TIC-TAC, TIC-TAC, TIC-TAC… Así paso las noches, escuchando un ruidito que sólo existe en mi interior, preocupado por cosas que se me escapan e intentando conciliar el sueño. A la par, siento como mis ojos abiertos de insomne se resisten a cerrarse y a trompicones buscan las pequeñas luces led de los distintos cacharritos electrónicos que transgreden la oscuridad de mi habitación. Vuelta a un lado. Vuelta a otro lado. Boca arriba. Boca abajo. Viaje al aseo. Paseo por la casa… TIC-TAC, TIC-TAC, TIC-TAC.
Habiendo leído artículos y manuales de cómo dormir, intento llevar una vida ordenada. Cada noche me preparo para dormir. Me voy a la cama pronto. Y antes tomo infusiones relajantes. También leo todas las noches. Pero ni con esas. No cojo el sueño. Los runrunes ahí quedan… que si el trabajo, que si los niños, que si hay que pagar tal, que si hay que hacer cual. Y lo gracioso es que estos son runrunes propios del más común de los mortales. De hecho, no me quitan el sueño, todo lo más, me lo aplazan.
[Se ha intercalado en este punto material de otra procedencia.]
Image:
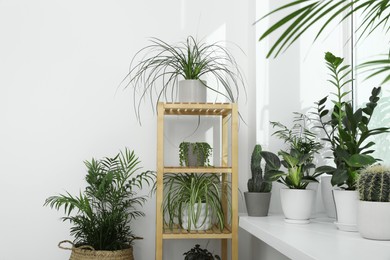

Los runrunes que me quitan el sueño tienen un carácter menos mundano. Me abordan de repente en plena noche con preguntas tales como ¿y todo esto para qué? ¿pero qué maldita broma es esta? ¿para qué tanto esfuerzo si el final es el que es? ¿hacia dónde va el mundo? ¿qué va a ser de los míos cuando yo no esté? ¿Existe un Dios o solo somos los únicos habitantes de un universo que realmente es un destartalado elefante que viaja subido sobre la concha de una puta tortuga gigante milenaria? Cuestiones que por más que pienso no puedo llegar a responder y que me obsesionan, me angustian, me quitan el sueño. TIC-TAC, TIC-TAC, TIC-TAC.
No me ayuda mucho saber que, como dijo Fernando Arrabal, el milenarismo va a llegar. O tal vez, puede que ya haya llegado: salimos de un mundo en clausura por culpa de la pandemia para que nos metieran en una nueva guerra en Europa, los precios de la energía y de los alimentos están disparados, las desigualdades sociales han llegado a su punto más alto en años, se están produciendo cambios en un orden mundial donde nuevas potencias han dicho eso de «estamos aquí», más hambrunas, revueltas, sequías, incendios, catástrofes…
Y a todo esto, el ser humano, que es capaz de hacer muchas cosas buenas, parece que cada día se torna más gilipollas. Al menos, esa parte de la humanidad que tiene tiempo suficiente como para permitirse ser gilipollas. Vamos, eso que llamamos Occidente, formado por personas preocupadas por ellas mismas y por cuanto sucede en su casa, en la «esmartiví» de su comedor o en la pantallita de su dispositivo móvil de mil euros. Personas acostumbradas a reaccionar a base de likes, posts, o marcándose un pegote tipo «je suis Charlie» cuando un evento inesperado irrumpe abruptamente en su impostada paz interior de escayola mantenida a base de pan, circo y una pastillita de soma.
El reloj del juicio final hoy marca 90 segundos para la medianoche. El mundo tal y como lo conocemos se va a la mierda. TIC-TAC, TIC-TAC, TIC-TAC. Pero no seré yo quien reniegue de la cultura occidental. Que yo también tomo mi ración diaria de pan, circo y soma. Y aun así, siempre reivindicaré la importancia del pensamiento crítico, de estar bien informado de cuanto acontece por diversos medios, de aprender cosas nuevas, de dejar abierta la mente a todo tipo de ideas, personas y conocimientos. Huiré de las ideas preconcebidas, de los prejuicios y convencionalismos, así como de las personas gregarias y de las que nada aportan. Buscaré hacer las cosas de otra forma, tomaré ideas de unos y de otros, cambiaré de pareceres. Y todo ello, aunque me siga quitando el sueño. TIC-TAC, TIC-TAC, TIC-TAC.
Al fin y al cabo, la bella durmiente nunca me cayó bien.